I’ve been thinking about this post for a couple of weeks now. It’s been sitting in my draft folder, growing, shrinking, usually depending on my mood. The thoughts I want to jot down about this past year come to me late at night — or rather, early in the morning — when Sam wakes up and wants to be held or fed, or just reaches out his little hand to make sure I am still there in the darkness.
I am still here, little man.
It’s a cliche, but I am not sure there are enough words to describe this past year. I am still trying to get over the fact that my body grew and pushed out a person without causing permanent damage in either of us. But what I gave birth to was a little animal who needed warmth and food and my scent. And now there is this little person living in our house, who takes up his own space, has likes and dislikes, opinions, has his own smell, a big voice. He has smelly feet at the end of the day, and apple sauce in his hair, and has morning breath, and mood swings, and cranky days. He also has a sense of humor and a twinkle in his eye – like he knows your every thought and likes you anyway. He can clap and bounce up and down to music and can stand on his own for longer and longer every day.
He is my little boy.
Except he isn’t *mine*, is he?
There, I just had to stop writing, because I was getting all teary. And that’s just stupid, crying from your own writing.
But that’s one of the things this past year taught me – my emotions are exactly *this* close to the surface. I believe that you go a little crazy when your baby is born — the pain and the emotions, the constant worry and the sleep deprivation are just a bit too much for the human brain and body to handle and so you go coo-coo. This explains why all parents, including mine and yours, are all a bit insane.

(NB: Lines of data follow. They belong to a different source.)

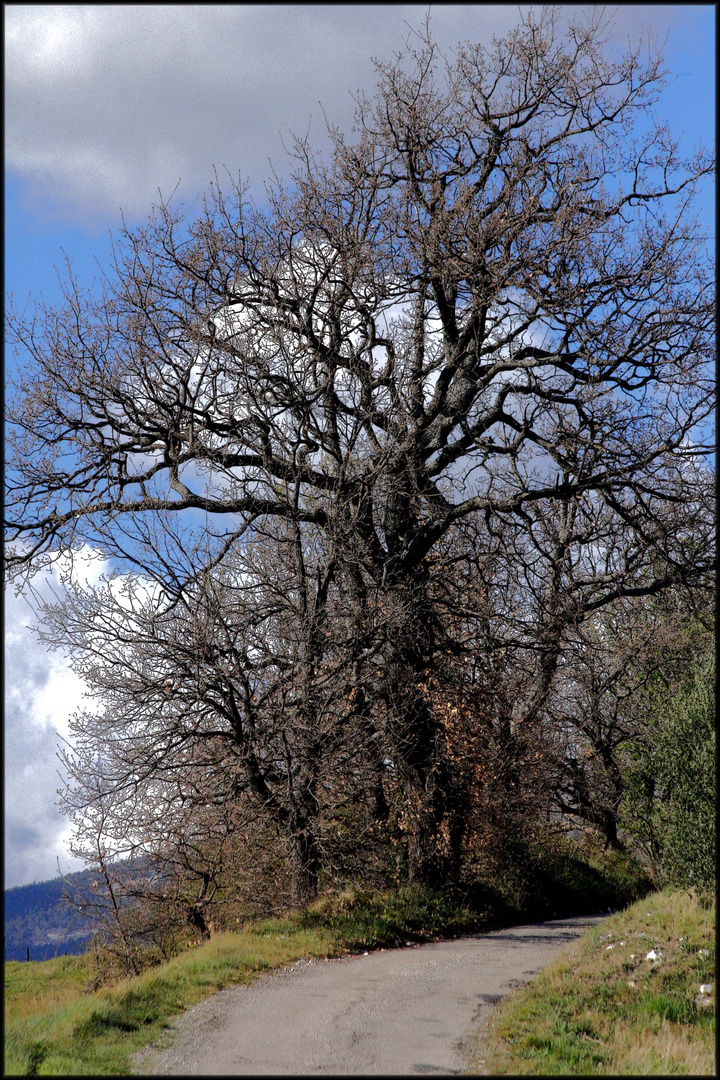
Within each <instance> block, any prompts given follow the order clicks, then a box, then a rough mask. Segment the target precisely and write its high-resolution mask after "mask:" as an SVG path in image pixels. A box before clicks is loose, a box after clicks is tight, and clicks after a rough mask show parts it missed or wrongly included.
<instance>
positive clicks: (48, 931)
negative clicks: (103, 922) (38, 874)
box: [4, 870, 94, 960]
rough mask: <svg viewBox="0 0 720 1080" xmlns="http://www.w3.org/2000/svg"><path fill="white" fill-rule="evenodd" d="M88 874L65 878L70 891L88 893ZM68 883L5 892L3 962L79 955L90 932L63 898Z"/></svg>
mask: <svg viewBox="0 0 720 1080" xmlns="http://www.w3.org/2000/svg"><path fill="white" fill-rule="evenodd" d="M93 876H94V875H93V872H92V870H80V872H78V873H76V874H69V875H68V882H69V883H70V887H74V888H78V889H81V890H89V889H90V887H91V882H92V879H93ZM67 892H68V883H67V882H66V881H65V879H64V878H62V877H59V876H58V877H56V878H51V880H49V881H33V882H32V885H24V886H18V887H17V888H15V889H6V890H5V893H4V939H5V950H4V959H5V960H25V958H26V951H25V950H26V947H27V946H29V947H30V959H32V960H46V959H50V958H51V957H53V956H55V955H57V954H60V953H79V951H83V950H84V948H85V945H86V943H87V940H89V937H90V930H91V928H90V927H89V924H87V919H86V918H85V916H84V915H83V913H82V912H80V910H78V905H77V904H74V903H68V902H67V901H66V900H65V899H64V897H65V894H66V893H67Z"/></svg>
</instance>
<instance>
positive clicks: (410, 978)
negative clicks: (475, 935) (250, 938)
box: [136, 915, 603, 1076]
mask: <svg viewBox="0 0 720 1080" xmlns="http://www.w3.org/2000/svg"><path fill="white" fill-rule="evenodd" d="M602 918H603V916H599V915H598V916H584V917H576V918H570V919H555V920H553V921H549V922H540V923H535V924H533V926H528V927H513V928H511V929H507V930H497V931H493V932H491V933H488V934H481V935H478V936H476V937H462V939H460V940H458V941H450V942H437V943H435V944H433V945H421V946H416V947H409V948H396V949H389V950H384V951H377V953H370V954H368V955H365V956H354V957H343V958H341V959H338V960H325V961H323V960H315V961H312V960H310V961H309V960H301V961H299V962H298V963H296V964H294V966H293V967H291V968H289V969H284V970H282V971H279V972H274V973H272V974H268V975H263V976H261V977H260V978H258V980H257V981H256V982H255V983H253V984H250V985H249V986H240V987H233V988H232V989H228V990H222V991H221V993H220V994H216V995H214V996H213V997H212V998H208V999H206V1000H205V1001H203V1002H201V1004H199V1005H195V1007H194V1008H193V1009H191V1010H189V1011H188V1012H187V1013H185V1014H184V1015H182V1016H180V1017H179V1020H178V1021H177V1022H176V1023H175V1024H174V1025H173V1028H172V1043H171V1045H169V1049H166V1050H162V1051H150V1052H148V1051H145V1052H144V1053H142V1055H141V1056H139V1057H138V1058H137V1064H136V1071H138V1072H142V1074H159V1075H164V1076H188V1075H190V1076H248V1075H252V1076H261V1075H264V1076H273V1075H274V1076H313V1075H315V1076H320V1075H324V1074H325V1075H327V1074H330V1075H332V1074H334V1075H344V1076H368V1075H373V1074H376V1075H377V1074H384V1075H388V1074H391V1075H393V1074H394V1075H403V1076H411V1075H422V1074H446V1075H447V1074H454V1072H460V1071H462V1068H463V1062H464V1058H463V1050H462V1042H463V1039H465V1038H466V1037H467V1036H468V1035H471V1032H472V1029H473V1028H474V1026H475V1025H476V1024H477V1023H478V1022H479V1021H481V1020H483V1018H484V1017H485V1016H486V1015H487V1014H488V1013H489V1012H490V1011H491V1010H492V1008H493V1007H494V1005H495V1004H497V1003H498V1002H499V1001H500V999H501V998H502V997H504V996H505V995H506V994H510V993H511V990H513V989H515V988H516V987H517V986H520V985H522V983H526V982H528V981H529V980H530V978H531V977H532V976H533V975H535V974H538V972H539V971H540V970H541V968H543V967H545V964H547V963H549V962H551V961H552V960H554V959H555V957H556V956H558V955H559V954H560V953H561V951H562V950H563V949H565V948H567V946H568V945H569V943H570V942H572V941H573V940H574V939H575V937H579V936H580V935H581V934H582V933H583V932H584V931H585V930H587V929H588V928H589V927H592V926H595V924H596V923H597V922H599V921H600V920H601V919H602Z"/></svg>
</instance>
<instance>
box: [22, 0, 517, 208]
mask: <svg viewBox="0 0 720 1080" xmlns="http://www.w3.org/2000/svg"><path fill="white" fill-rule="evenodd" d="M425 12H426V8H425V6H423V5H421V4H409V5H405V4H385V5H383V6H375V5H372V6H370V5H363V4H361V5H322V4H321V5H314V4H298V5H287V6H285V5H274V4H273V5H269V4H227V5H222V4H208V5H198V4H187V5H182V6H172V5H169V6H167V5H155V4H149V5H146V6H141V5H140V6H138V5H126V4H111V5H107V6H99V5H94V4H89V5H76V4H66V5H52V4H51V5H47V6H46V5H36V4H30V5H27V6H25V5H19V4H17V5H12V4H11V5H9V6H8V8H6V9H5V22H6V39H5V162H6V165H8V166H9V167H10V168H11V170H13V171H16V172H17V173H19V174H21V175H22V176H23V178H25V179H26V180H27V181H29V183H30V185H31V194H30V198H31V199H32V201H33V202H35V203H37V205H38V207H39V208H40V207H41V206H42V204H43V202H44V203H46V204H47V207H49V210H51V211H52V212H55V213H56V212H57V210H58V207H59V206H62V205H65V207H66V210H67V211H69V212H70V213H71V215H72V216H73V217H78V216H79V217H83V216H85V217H89V216H90V217H92V216H93V215H103V214H105V215H107V214H108V213H110V214H112V215H113V216H114V215H117V210H118V206H119V205H122V207H123V210H124V211H125V212H126V213H127V214H128V215H131V216H132V215H134V214H139V215H142V216H145V214H146V213H147V212H148V210H149V206H150V203H151V202H152V201H157V198H158V188H159V187H160V188H161V189H162V191H163V193H164V194H169V192H171V191H172V190H173V188H174V187H175V185H176V184H177V181H178V180H179V179H180V178H182V188H181V190H182V191H184V192H186V193H189V195H190V198H192V197H194V194H195V193H196V192H198V191H202V190H205V189H206V187H207V185H208V181H209V179H210V178H212V175H213V174H212V170H213V166H217V167H218V170H220V171H222V168H223V166H226V165H227V166H228V167H229V168H230V171H231V172H232V173H233V175H234V174H236V171H237V168H240V170H241V171H242V173H243V175H244V176H247V177H255V179H256V180H257V181H261V180H262V179H263V178H264V177H266V176H267V175H268V158H272V159H273V161H274V162H276V163H277V164H279V165H280V164H281V163H282V162H283V161H284V160H285V152H284V151H283V148H282V143H281V133H282V134H283V135H284V136H285V137H286V136H287V134H288V132H289V131H290V130H291V131H295V132H298V133H304V132H305V131H307V130H308V124H309V123H311V132H312V136H313V139H314V140H317V141H320V143H321V144H322V143H323V141H324V138H323V136H324V131H325V127H324V123H325V121H324V118H323V110H322V108H321V104H320V103H322V104H323V106H324V107H325V109H326V111H327V114H328V119H330V120H331V121H334V122H336V123H339V124H341V125H342V126H345V127H348V126H349V125H350V122H351V119H352V112H353V108H354V105H353V102H352V98H351V96H350V95H351V92H355V91H357V90H358V89H359V87H364V89H366V90H370V89H371V86H372V85H373V83H375V78H376V76H375V70H373V67H372V64H371V59H370V57H371V56H372V55H377V56H379V57H381V58H389V57H390V55H391V53H392V51H393V50H395V49H400V48H402V46H403V41H404V38H405V37H407V33H408V26H407V24H411V25H412V26H413V27H421V26H422V25H423V24H424V18H425ZM516 19H517V12H516V10H515V9H512V8H506V6H504V5H488V6H486V5H474V6H465V5H458V4H449V5H446V6H439V8H436V9H435V10H434V12H433V14H432V24H433V28H434V32H435V35H436V37H437V39H438V41H439V43H440V44H441V46H443V48H445V49H447V48H451V46H453V45H454V44H457V42H458V41H459V40H460V39H462V38H465V37H473V36H476V35H477V33H478V32H479V33H481V35H483V36H485V37H488V38H489V37H490V36H491V33H492V32H504V31H505V30H507V29H508V28H510V26H512V25H513V24H514V23H515V22H516ZM311 118H312V121H311ZM257 190H258V192H259V193H261V188H260V186H259V183H258V186H257Z"/></svg>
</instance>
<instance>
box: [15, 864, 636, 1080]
mask: <svg viewBox="0 0 720 1080" xmlns="http://www.w3.org/2000/svg"><path fill="white" fill-rule="evenodd" d="M573 850H576V849H573ZM561 854H562V852H560V851H559V850H555V853H554V854H553V855H552V858H551V856H547V855H546V854H543V856H542V858H540V855H539V856H538V858H534V856H533V855H532V853H531V852H530V853H528V852H526V853H525V854H522V855H521V859H522V860H524V861H522V862H518V865H520V866H524V867H525V872H524V873H526V875H529V877H528V881H529V882H531V885H532V889H529V888H528V882H526V883H525V887H524V888H525V891H526V892H528V895H529V896H530V901H529V902H528V904H526V903H525V902H524V901H522V899H518V896H519V895H520V894H519V892H517V889H518V888H519V885H520V883H522V882H516V881H515V880H512V881H506V882H504V883H503V882H502V881H501V879H500V878H499V877H495V878H494V879H493V885H492V886H489V885H486V886H483V885H476V886H474V887H473V888H472V889H470V890H467V891H465V892H457V893H454V894H443V893H432V892H427V891H422V890H413V889H409V888H406V889H397V890H393V891H390V892H382V893H377V892H376V893H371V892H367V891H363V890H361V889H353V888H349V889H345V890H344V891H342V892H334V893H332V894H329V895H326V896H323V897H322V899H321V900H318V901H317V902H316V903H315V904H313V905H311V906H310V907H309V908H308V909H305V910H303V912H298V913H294V914H291V915H288V916H287V917H286V918H284V919H270V920H264V921H260V922H256V923H253V924H250V926H247V927H245V928H244V930H242V931H241V932H237V933H222V934H218V935H217V936H215V937H213V939H212V940H210V941H209V942H207V943H206V944H204V945H202V946H200V947H196V948H191V949H189V950H186V951H184V953H182V954H180V955H179V956H177V957H175V958H174V959H173V960H171V961H169V962H167V963H163V964H159V966H157V967H153V968H149V969H148V970H147V971H145V972H144V973H142V974H141V975H139V976H137V977H135V978H132V980H124V981H122V982H118V983H116V984H114V985H112V986H108V987H104V988H100V989H94V988H93V987H94V985H95V984H96V977H97V976H96V972H95V971H94V968H93V960H92V957H89V956H84V957H62V958H58V959H56V960H47V961H44V962H30V963H18V962H9V963H5V1069H4V1071H5V1075H6V1076H51V1075H55V1076H69V1075H72V1076H91V1075H92V1076H97V1075H110V1074H114V1075H125V1076H126V1075H127V1074H128V1072H130V1071H131V1068H132V1059H133V1055H134V1054H135V1052H136V1051H138V1050H139V1049H141V1048H142V1047H147V1045H148V1044H150V1043H152V1042H155V1041H157V1040H158V1039H159V1038H160V1037H161V1036H162V1032H163V1029H166V1028H167V1027H168V1025H169V1023H171V1021H172V1018H173V1016H175V1015H177V1013H179V1012H181V1011H182V1010H185V1009H187V1008H189V1007H190V1005H192V1004H195V1003H196V1002H198V1001H200V1000H202V999H203V998H205V997H207V996H208V995H209V994H213V993H215V991H216V990H219V989H222V988H223V987H226V986H230V985H237V984H241V983H246V982H249V981H250V980H253V978H254V977H256V975H257V974H258V973H259V972H261V971H266V970H268V969H272V968H276V967H282V966H283V964H287V963H290V962H293V961H294V960H298V959H301V958H305V957H326V956H338V955H340V954H342V953H348V951H354V950H358V949H359V950H365V949H371V948H379V947H393V946H395V945H397V944H406V943H408V942H421V941H432V940H436V939H438V937H452V936H457V935H460V934H464V933H472V932H474V931H478V930H484V929H490V928H492V927H497V926H502V924H510V923H513V922H517V921H526V920H527V921H532V920H534V919H536V918H540V917H542V915H543V914H546V913H547V914H553V912H557V914H558V915H559V914H568V913H569V912H570V910H574V912H580V910H582V909H598V907H600V906H606V905H607V904H611V903H612V904H620V903H622V902H623V901H625V902H627V899H630V896H633V895H639V894H641V893H642V892H643V891H644V890H646V888H647V882H646V881H644V880H643V879H642V877H641V876H638V875H637V873H634V872H631V869H630V870H628V868H627V867H626V866H624V865H623V866H621V865H620V864H617V865H615V864H612V865H611V864H608V865H604V866H602V865H600V864H599V863H598V861H597V859H595V858H594V856H593V858H590V856H589V855H587V856H584V859H583V860H578V859H575V860H574V862H573V860H572V859H570V860H568V858H566V859H562V858H560V855H561ZM565 854H566V856H568V855H569V852H565ZM518 858H520V856H518ZM499 885H500V886H501V888H498V886H499ZM539 887H540V891H539ZM541 893H542V896H543V900H542V904H540V901H539V896H540V894H541ZM539 904H540V906H539Z"/></svg>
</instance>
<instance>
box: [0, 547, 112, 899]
mask: <svg viewBox="0 0 720 1080" xmlns="http://www.w3.org/2000/svg"><path fill="white" fill-rule="evenodd" d="M107 569H108V564H107V563H105V562H104V561H103V559H98V558H96V557H95V556H94V553H93V552H91V551H90V550H89V549H84V550H83V551H81V552H80V553H79V554H78V555H77V557H76V558H74V561H73V577H74V579H76V580H77V581H79V582H80V583H82V584H93V583H96V582H97V580H98V578H99V576H100V573H101V572H103V571H107ZM68 570H69V562H68V559H67V558H64V559H56V561H55V565H54V567H53V570H52V572H45V573H42V575H39V576H38V578H36V579H35V581H33V588H35V590H36V592H37V594H38V599H39V600H51V599H52V598H53V595H54V594H56V593H57V592H58V589H59V582H60V578H62V576H63V571H65V572H67V571H68ZM4 605H5V656H4V659H5V698H4V706H5V710H4V711H5V742H4V751H5V777H4V780H5V888H11V887H13V886H16V885H24V883H26V882H27V881H42V880H44V879H45V878H50V877H54V876H55V875H56V874H57V856H58V855H59V856H60V862H62V866H63V869H64V872H68V870H71V869H80V868H81V865H82V864H80V863H79V862H77V861H74V860H72V859H71V856H70V854H69V851H68V839H69V827H68V823H67V822H66V820H65V819H64V818H62V816H60V813H59V810H58V808H57V805H56V800H57V788H58V786H60V783H62V779H63V773H62V764H60V761H59V759H58V756H57V755H58V751H59V748H60V745H62V739H63V738H66V737H67V734H68V730H69V728H68V724H69V719H70V716H71V715H72V713H73V712H74V711H76V710H77V708H78V707H80V706H81V705H82V704H83V693H84V692H85V689H86V688H85V686H84V684H83V681H82V680H81V679H80V678H79V677H78V676H77V675H76V674H74V673H73V672H72V670H71V666H70V660H69V658H68V657H67V656H65V654H64V653H62V652H59V651H54V652H51V651H49V650H47V648H46V647H45V646H44V645H43V644H42V643H41V642H40V640H39V639H38V636H37V633H36V631H35V630H33V629H32V627H33V626H36V625H37V624H38V622H39V617H38V615H36V611H35V610H33V608H32V607H31V606H30V604H29V602H28V598H27V597H26V596H25V595H22V594H21V595H14V593H13V591H12V590H11V589H6V590H5V597H4Z"/></svg>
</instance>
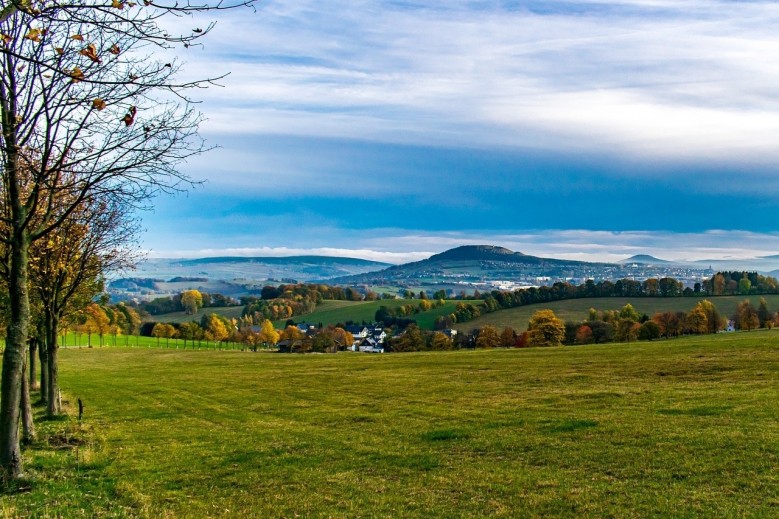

And I guess I was crying too because thinking about the Big Stuff: Birth, Life, Values, Childhood, Morals, Parenting, you name it, are just too much to think about every day – so you don’t. You get lost in the daily grind of feeding, diapering, wiping the drool, playing, diapering again. This is probably good. But then when the Big Stuff hits you, it’s BAM – crying.
And I am weepy too because so much of this year I just can’t remember. When other parents say “it goes so fast” they are not kidding. In fact, it goes SO fast, that big events and milestones just whizz by and are gone, without warning. When exactly did he get so big that I didn’t have to hold him up on a Boppy anymore when I feed him? When exactly did he start holding his own bottle and feeding himself? When exactly did he start having an opinion about what music we listen to in the car? What makes the sleepless nights easier to get through is the thought that in a few weeks or months or years he will not want or need to be comforted at night, so I need to get all of the rocking and singing and sweet skin smelling in NOW.
I also get emotional when I think about the many ways Sammy has held a mirror up to my face and said: “Here, mama, take a look at you. This is you — at your best and your worst.” Some days, the picture is not so pretty. Most days it is tolerable. And there are some brief moments of brilliance.
But this is all heavy stuff. And maybe a bit too melodramatic for such a happy occasion. Most of our days are spent in awe and joy and amazement at our little creation. Some nights when Sammy can’t sleep and Drew finally brings him to our bed at 3 a.m. we both just watch him sleep, whispering about the funny shape of his nose, or the way he curls his fingers in his sleep, or the tiny twitches around his mouth. Even during the day Drew and I will look at each other and ask: “How did he get here? How did we get to be so lucky?”
It hasn’t been an easy year. Everything I knew about myself and every relationship I hold dear has been tested – many times it felt like to the breaking point. But nothing was broken. We all survived. And we are all still here to eat cake and pop the bottle of champagne we bought a few days before last New Year’s Eve when Sammy was still in my belly, waiting to surprise us all.